Dopo l'attacco chimico a Douma, la guerra in Siria rischia di coinvolgere direttamente l'occidente
Sabato scorso a Douma, città nella parte orientale del Ghouta, l'esercito siriano sostenuto dalla Russia ha effettuato l'ennesimo bombardamento per avere ragione degli ultimi resistenti che combattono opponendosi al regime di Assad.
Le conseguenze di tale bombardamento hanno fatto ritenere, anche a osservatori esterni non implicati nel conflitto, che l'esercito siriano abbia fatto uso di armi chimiche. Siria e Russia hanno smentito ufficialmente.
Le Ong che operano sul campo a Douma, come la Syrian American Medical Society (SAMS), hanno rilasciato una dichiarazione congiunta affermando che 49 civili sono stati uccisi a causa di un possibile uso di armi chimiche. Un video ha mostrato i corpi di circa una dozzina, tra bambini, donne e uomini, morti a causa del bombardamento effettuato dalle forze siriane, alcuni di loro avevano della schiuma che usciva dalla bocca.
In attesa che il Consiglio di sicurezza delle Nazioni Unite si riunisca e faccia conoscere le proprie decisioni su quanto accaduto, nella notte di lunedì, la base aerea siriana di Tayfur, nei pressi di Homs, è stata colpita da un attacco missilistico che ha provocato la morte di oltre 10 persone, tutti militari, di cui alcuni iraniani.

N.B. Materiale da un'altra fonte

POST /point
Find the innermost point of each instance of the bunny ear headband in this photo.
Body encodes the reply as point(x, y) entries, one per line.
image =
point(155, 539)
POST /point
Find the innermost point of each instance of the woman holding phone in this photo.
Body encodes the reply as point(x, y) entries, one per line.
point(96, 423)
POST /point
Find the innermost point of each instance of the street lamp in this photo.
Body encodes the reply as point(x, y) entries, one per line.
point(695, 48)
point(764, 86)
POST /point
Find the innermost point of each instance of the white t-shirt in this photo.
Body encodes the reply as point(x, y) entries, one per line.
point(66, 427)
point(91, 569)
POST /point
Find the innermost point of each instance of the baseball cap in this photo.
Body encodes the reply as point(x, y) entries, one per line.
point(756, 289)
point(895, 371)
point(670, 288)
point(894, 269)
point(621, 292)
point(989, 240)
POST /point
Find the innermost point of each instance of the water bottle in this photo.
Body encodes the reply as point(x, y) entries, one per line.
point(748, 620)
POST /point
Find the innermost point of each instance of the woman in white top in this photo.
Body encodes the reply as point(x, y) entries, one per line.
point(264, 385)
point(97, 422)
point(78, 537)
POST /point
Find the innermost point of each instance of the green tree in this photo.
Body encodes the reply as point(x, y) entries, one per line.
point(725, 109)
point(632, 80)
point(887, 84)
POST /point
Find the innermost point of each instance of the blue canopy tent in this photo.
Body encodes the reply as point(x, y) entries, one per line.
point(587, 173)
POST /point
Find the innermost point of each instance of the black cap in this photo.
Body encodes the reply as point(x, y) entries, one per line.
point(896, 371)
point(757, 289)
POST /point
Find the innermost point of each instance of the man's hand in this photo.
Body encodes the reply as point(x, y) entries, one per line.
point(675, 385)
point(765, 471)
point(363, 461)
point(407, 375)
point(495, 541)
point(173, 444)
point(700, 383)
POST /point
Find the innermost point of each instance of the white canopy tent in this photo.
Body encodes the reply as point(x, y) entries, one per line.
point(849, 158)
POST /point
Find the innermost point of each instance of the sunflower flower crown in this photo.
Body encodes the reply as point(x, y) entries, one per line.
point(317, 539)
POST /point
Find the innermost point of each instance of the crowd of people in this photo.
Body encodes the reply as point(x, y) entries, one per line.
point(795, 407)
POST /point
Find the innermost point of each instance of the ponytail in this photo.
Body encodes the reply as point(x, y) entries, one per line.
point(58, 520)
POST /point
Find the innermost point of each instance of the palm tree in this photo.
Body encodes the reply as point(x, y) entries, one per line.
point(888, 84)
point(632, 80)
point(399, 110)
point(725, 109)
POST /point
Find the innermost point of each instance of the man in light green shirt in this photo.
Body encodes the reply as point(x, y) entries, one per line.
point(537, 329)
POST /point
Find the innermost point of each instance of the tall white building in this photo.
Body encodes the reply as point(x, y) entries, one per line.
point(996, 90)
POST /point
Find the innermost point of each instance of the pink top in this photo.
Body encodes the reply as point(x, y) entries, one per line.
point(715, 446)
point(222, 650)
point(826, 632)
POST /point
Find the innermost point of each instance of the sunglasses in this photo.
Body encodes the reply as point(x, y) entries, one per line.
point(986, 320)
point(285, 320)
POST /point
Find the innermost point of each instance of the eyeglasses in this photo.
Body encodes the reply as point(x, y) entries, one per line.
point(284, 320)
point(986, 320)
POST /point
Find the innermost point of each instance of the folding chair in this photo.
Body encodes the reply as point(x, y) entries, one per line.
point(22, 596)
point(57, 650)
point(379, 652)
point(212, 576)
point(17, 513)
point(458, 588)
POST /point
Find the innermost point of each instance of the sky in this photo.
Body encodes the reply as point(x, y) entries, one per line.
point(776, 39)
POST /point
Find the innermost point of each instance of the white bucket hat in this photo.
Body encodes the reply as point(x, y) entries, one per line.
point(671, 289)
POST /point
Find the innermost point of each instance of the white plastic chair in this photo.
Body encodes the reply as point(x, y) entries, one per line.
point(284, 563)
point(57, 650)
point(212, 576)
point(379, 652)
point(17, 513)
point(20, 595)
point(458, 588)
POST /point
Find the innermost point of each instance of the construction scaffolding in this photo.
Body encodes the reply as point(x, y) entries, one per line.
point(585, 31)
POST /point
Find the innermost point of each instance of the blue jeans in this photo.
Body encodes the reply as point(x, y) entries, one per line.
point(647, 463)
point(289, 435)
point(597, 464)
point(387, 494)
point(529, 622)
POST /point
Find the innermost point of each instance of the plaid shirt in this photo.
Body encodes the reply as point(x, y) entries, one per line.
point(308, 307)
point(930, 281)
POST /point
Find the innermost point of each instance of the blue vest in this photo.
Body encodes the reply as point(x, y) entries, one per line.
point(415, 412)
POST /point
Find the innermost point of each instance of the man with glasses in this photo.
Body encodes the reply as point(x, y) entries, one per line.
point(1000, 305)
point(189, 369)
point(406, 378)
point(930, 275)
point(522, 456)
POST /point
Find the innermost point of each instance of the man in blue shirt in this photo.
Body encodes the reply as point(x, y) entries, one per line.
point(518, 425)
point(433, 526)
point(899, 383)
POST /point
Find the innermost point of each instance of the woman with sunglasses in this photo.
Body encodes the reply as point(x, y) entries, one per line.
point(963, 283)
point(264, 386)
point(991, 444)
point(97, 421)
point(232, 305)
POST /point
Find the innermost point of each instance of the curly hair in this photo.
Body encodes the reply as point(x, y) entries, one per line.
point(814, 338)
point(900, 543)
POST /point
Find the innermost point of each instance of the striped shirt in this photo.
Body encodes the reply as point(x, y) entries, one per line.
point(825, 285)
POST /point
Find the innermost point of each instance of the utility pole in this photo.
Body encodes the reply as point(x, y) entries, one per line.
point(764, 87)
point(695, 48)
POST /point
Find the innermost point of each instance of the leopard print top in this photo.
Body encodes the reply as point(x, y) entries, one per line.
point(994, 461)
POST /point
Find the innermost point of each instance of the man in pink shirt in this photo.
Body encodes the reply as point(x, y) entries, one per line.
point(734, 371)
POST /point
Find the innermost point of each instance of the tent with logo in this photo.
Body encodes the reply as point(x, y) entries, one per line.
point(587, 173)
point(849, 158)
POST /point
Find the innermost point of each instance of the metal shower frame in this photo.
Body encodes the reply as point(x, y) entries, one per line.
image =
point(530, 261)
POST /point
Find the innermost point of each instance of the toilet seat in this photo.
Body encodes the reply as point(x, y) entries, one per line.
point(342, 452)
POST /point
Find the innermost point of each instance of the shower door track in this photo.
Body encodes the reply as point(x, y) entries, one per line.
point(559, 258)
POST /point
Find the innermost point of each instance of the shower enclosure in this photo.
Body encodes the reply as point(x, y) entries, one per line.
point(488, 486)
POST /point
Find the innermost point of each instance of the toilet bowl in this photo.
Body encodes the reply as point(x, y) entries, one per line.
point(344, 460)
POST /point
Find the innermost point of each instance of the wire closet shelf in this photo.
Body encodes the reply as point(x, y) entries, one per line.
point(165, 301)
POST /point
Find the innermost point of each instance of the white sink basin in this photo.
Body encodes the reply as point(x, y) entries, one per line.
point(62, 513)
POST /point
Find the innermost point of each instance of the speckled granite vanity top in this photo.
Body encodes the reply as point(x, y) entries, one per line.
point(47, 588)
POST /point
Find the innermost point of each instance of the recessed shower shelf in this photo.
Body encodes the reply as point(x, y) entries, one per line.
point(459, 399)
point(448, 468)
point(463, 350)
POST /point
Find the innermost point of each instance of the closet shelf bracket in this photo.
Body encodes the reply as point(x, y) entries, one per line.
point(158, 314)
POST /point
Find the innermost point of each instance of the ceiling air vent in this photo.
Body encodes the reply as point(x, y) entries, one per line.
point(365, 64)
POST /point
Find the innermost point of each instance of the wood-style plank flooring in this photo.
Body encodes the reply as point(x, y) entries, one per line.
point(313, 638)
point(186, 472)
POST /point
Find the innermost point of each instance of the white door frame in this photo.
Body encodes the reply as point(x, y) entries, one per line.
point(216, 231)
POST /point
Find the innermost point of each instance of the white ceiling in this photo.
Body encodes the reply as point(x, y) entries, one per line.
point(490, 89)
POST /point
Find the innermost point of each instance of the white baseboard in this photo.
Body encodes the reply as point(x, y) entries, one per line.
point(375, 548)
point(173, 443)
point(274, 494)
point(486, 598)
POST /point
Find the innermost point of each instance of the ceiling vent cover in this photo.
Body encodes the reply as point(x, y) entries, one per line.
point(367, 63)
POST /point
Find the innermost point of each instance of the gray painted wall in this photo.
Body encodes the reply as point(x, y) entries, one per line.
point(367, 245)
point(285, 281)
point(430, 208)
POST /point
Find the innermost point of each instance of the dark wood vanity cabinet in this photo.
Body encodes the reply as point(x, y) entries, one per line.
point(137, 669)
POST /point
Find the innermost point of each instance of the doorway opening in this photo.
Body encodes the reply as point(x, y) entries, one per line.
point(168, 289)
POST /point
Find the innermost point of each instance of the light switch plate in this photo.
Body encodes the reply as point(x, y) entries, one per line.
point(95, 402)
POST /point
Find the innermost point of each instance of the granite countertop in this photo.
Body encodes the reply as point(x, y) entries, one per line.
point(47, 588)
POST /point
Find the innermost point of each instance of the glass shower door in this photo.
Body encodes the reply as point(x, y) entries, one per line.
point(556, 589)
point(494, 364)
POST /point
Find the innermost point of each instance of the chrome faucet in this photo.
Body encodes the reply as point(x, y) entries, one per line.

Secondo la tv di Stato siriana, sarebbero stati gli Stati Uniti ad aver effettuato l'attacco dopo che il presidente Donald Trump aveva dichiarato, commentando il bombardamento di Douma, che la Siria avrebbe pagato tale atto con un "grande prezzo".
La Russia, invece, ha accusato Israele, affermando che l'attacco sarebbe stato portato da arei israeliani che avrebbero lanciato i propri missili dal Libano, senza neppure entrare nello spazio aereo siriano.
Oltre a quelle di Trump, da registrare anche le parole del presidente francese Emmanuel Macron che già nello scorso febbraio aveva detto che la Francia avrebbe risposto in caso di un attacco chimico letale nei confronti dei civili da parte delle forze governative in Siria.
I due presidenti, quello francese e quello statunitense, hanno parlato tra loro per concordare una risposta comune, negando però qualsiasi responsabilità nell'attacco alla base di Tayfur.